Para manter sua população longe das influências cristãs, a China proibiu a exibição de um dos clássicos da filmografia mundial, 'Ben-Hur’. O governo temia a propagação do cristianismo e que isso fizesse o público aderir à religião.
A adaptação do livro de mesmo de Dan Brown, 'O Código Da Vinci’ causou muitas polêmicas antes mesmo de ser lançado. Não só o Vaticano, mas também países de maioria católica foram contra a exibição do filme, e as Ilhas Salomão foram além e proibiram a execução da obra. A alegação foi de que seu conteúdo contradiz a religião cristã.
Alegando que o filme era preconceituoso em relação ao país, o governo nigeriano baniu o filme 'Distrito 9’. Há uma controversa cena em que o personagem principal, Wikus, quer comprar armas de uma gangue nigeriana.

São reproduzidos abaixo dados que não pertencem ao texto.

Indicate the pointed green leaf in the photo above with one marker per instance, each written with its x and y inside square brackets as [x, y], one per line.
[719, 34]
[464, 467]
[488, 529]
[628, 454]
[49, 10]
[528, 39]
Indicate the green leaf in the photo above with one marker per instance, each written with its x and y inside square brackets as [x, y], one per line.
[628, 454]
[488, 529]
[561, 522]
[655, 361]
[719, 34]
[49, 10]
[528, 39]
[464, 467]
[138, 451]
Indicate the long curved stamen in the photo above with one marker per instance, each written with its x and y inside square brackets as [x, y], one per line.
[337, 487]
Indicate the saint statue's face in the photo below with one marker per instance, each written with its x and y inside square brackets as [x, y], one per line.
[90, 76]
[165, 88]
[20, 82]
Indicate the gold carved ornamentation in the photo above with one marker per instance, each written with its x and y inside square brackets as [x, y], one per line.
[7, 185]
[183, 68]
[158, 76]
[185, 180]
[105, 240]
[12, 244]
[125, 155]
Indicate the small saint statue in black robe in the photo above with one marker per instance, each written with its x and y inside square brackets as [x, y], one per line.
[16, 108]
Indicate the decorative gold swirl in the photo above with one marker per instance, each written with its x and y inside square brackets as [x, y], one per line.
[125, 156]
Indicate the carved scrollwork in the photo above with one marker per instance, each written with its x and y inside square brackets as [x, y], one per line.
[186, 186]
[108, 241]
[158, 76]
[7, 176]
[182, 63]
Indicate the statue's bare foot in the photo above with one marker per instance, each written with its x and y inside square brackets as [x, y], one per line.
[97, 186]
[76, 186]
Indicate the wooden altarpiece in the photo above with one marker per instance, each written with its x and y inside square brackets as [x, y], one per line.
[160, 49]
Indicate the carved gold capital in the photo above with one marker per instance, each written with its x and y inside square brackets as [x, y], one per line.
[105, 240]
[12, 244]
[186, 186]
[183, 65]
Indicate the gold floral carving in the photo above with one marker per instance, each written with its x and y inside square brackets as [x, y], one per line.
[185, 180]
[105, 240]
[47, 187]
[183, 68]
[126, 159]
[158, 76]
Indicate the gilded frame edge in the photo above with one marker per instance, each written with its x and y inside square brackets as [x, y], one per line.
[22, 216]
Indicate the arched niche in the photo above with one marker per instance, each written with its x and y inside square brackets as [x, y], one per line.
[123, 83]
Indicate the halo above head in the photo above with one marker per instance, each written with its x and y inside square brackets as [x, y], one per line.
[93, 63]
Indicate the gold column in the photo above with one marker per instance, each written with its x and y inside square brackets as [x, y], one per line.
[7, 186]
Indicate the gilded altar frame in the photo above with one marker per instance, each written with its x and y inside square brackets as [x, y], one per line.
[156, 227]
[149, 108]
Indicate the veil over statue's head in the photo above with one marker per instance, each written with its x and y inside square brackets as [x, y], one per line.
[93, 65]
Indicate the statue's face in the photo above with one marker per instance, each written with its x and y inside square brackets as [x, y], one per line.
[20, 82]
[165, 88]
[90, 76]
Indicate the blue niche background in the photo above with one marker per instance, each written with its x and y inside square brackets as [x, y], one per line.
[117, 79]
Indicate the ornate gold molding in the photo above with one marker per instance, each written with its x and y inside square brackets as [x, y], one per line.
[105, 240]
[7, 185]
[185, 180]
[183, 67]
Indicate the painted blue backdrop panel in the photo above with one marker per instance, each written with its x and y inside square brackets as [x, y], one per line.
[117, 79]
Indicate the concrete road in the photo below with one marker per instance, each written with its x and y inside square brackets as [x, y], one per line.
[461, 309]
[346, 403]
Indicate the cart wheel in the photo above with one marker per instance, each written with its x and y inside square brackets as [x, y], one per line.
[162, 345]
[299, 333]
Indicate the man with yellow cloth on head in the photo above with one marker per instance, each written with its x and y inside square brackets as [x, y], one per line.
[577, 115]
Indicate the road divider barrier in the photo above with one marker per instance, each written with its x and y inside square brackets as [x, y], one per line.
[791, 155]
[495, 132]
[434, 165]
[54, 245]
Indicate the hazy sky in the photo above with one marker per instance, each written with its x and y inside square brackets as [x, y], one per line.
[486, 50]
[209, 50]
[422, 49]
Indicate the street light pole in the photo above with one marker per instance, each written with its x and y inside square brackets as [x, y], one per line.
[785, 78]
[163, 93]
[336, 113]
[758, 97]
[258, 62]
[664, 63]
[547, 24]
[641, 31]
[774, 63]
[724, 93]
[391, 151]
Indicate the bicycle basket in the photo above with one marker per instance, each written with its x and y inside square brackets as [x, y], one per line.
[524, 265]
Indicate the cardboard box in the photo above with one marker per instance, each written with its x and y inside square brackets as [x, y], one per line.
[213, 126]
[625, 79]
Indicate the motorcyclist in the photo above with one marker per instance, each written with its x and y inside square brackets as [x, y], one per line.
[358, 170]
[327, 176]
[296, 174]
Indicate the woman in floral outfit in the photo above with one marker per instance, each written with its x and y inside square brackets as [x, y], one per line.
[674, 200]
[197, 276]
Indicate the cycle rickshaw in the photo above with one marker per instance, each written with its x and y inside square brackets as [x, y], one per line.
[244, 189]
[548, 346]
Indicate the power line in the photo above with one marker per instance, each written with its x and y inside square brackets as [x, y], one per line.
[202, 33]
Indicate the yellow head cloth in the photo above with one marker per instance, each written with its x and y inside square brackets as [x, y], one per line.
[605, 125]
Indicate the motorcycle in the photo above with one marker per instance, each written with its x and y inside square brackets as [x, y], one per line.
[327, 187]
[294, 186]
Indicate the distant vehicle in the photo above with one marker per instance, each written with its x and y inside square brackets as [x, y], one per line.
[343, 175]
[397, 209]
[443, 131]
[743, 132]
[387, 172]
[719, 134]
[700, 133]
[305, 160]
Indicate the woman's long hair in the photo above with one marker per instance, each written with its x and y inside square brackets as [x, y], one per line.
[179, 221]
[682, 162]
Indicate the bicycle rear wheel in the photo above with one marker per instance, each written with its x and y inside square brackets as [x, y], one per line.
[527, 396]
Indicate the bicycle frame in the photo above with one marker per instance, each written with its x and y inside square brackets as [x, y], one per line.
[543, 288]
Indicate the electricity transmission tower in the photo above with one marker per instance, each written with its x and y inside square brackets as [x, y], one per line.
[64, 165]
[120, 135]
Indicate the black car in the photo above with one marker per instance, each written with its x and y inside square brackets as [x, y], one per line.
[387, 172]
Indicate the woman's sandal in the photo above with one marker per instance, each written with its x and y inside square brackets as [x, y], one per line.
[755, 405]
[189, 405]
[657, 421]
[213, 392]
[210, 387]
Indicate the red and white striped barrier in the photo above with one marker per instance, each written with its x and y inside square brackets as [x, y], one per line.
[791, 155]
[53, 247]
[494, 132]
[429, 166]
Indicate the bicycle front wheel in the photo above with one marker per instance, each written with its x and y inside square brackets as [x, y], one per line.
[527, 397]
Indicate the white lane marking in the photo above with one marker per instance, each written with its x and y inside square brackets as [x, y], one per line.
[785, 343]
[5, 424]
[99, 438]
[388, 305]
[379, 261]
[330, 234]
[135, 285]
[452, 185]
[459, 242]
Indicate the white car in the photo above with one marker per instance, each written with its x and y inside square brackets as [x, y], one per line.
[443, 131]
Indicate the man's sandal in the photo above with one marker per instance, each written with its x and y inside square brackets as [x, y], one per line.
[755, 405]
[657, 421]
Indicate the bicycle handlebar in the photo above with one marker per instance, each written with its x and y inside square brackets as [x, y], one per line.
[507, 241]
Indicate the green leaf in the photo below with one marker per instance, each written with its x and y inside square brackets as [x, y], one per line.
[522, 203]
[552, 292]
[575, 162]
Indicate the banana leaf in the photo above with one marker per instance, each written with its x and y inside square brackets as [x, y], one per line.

Um dos destaques da carreira de Stanley Kubrick, 'Laranja Mecânica’ também foi alvo de censura por sua violência e crueldade extremas. Irlanda, Malásia, Cingapura, Coreia do Sul e Brasil foram alguns dos países que proibiram sua exibição.

Com direção de Oliver Stone, 'Assassinos por Natureza’ foi proibido na Irlanda por excesso e glorificação da violência. E para evitar a censura nos Estados Unidos, diversas cenas foram refeitas ou cortadas."(yahoo.notícias)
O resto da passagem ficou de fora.